Interestingly, this study displayed a substantial association between anticancer agents and increased likelihood of reporting SAEs, and the majority of drug-induced cognitive impairment cases were reported by fluorouracil and irinotecan. Anticancer agents usually interfere with normal cellular functions, including transcriptions, apoptosis, and DNA repair [23]. Both irinotecan and 5-fluorouracil engage in either DNA repair or DNA synthesis, and these agents may induce cell death in specific areas in the brain, inducing biochemical and structural changes [23,24]. Until now, the evidence has been too limited to determine the causality of cognitive impairment in cancer patients [24]. Obviously, brain tumors may induce cancer-related cognitive impairments based on the specific lesions of the tumor location, and approximately 90% of patients with brain metastases show cognitive impairments correlated with total lesion volumes prior to chemotherapy [24]. Additionally, cognitive impairments, manifested in the slow speed of picture recognition and delayed word recall, were reported in patients with newly diagnosed large or locally advanced breast cancer. On the other hand, studies have suggested that the estimated prevalence of cognitive impairment is 13% to 70% in patients on chemotherapy, and a recent cohort indicated that the risk of chemotherapy-induced cognitive impairment is more prevalent in the elderly [23]. However, an evident mechanism of non-central nervous system cancer-mediated cognitive decline as well as chemotherapy-induced cognitive impairment is yet to be revealed. Hence, further research is warranted to elucidate the mechanism underlying cognitive impairment in cancer patients, thereby mitigating cognitive decline in this population.

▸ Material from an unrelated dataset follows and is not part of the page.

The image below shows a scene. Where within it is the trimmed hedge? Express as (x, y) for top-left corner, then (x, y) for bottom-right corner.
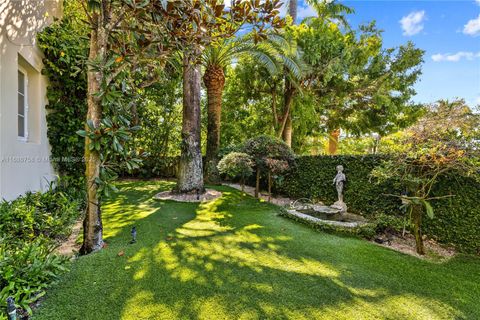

Among 26 hospitalization cases from drug-induced cognitive impairment, 3 cases (11.5%) were induced by metoclopramide. Considering that only four cases of metoclopramide-induced cognitive impairment were reported from January 2012 to December 2021 to KAERS DB, the likelihood of reporting serious drug-induced cognitive impairment is considerably higher with metoclopramide, with an estimated ROR of 21.194. Metoclopramide functions as a dopamine receptor antagonist, serotonin 5-HT4 receptor agonist, and a weak 5-HT3 receptor antagonist, and is prescribed for the prevention of nausea and vomiting. Due to its antagonistic activity towards dopamine receptors, metoclopramide induce Parkinson’s disease-like symptoms with prolonged use [25]. However, evidence on metoclopramide-induced cognitive impairment is still lacking. Hence, further research is warranted to investigate the mechanism as well as the clinical impact of metoclopramide on cognitive impairment, especially those with predisposing factors such as advanced age or existing cognitive impairments.
On the contrary to previous studies, this study demonstrated higher risk of hospitalization from drug-induced cognitive impairment in men. Conventionally, women are at higher risk of cognitive impairment, as implied by a higher prevalence of dementia and cognitive dysfunction episodes [26]. However, this study demonstrated that men are more likely to develop severe drug-induced cognitive impairment that require hospitalization, and this could have attributed to differences in the comorbidity. In this study, anti-Parkinson agents were associated with high incidence of reporting SAEs. Usually, men are at two times higher risk of developing PD than women, and studies have suggested that men with PD generally exhibit poor cognitive abilities than women, particularly on frontal executive functions including attention and working memory, implying men are more susceptible to develop serious drug-induced cognitive impairment [27]. Moreover, men, particularly in the age group of 55 to 74, have a higher incidence rate of colorectal cancer (CRC), which are mainly treated with chemotherapy regimen with high risk of reporting SAES: 5-fluorouracil and irinotecan [28].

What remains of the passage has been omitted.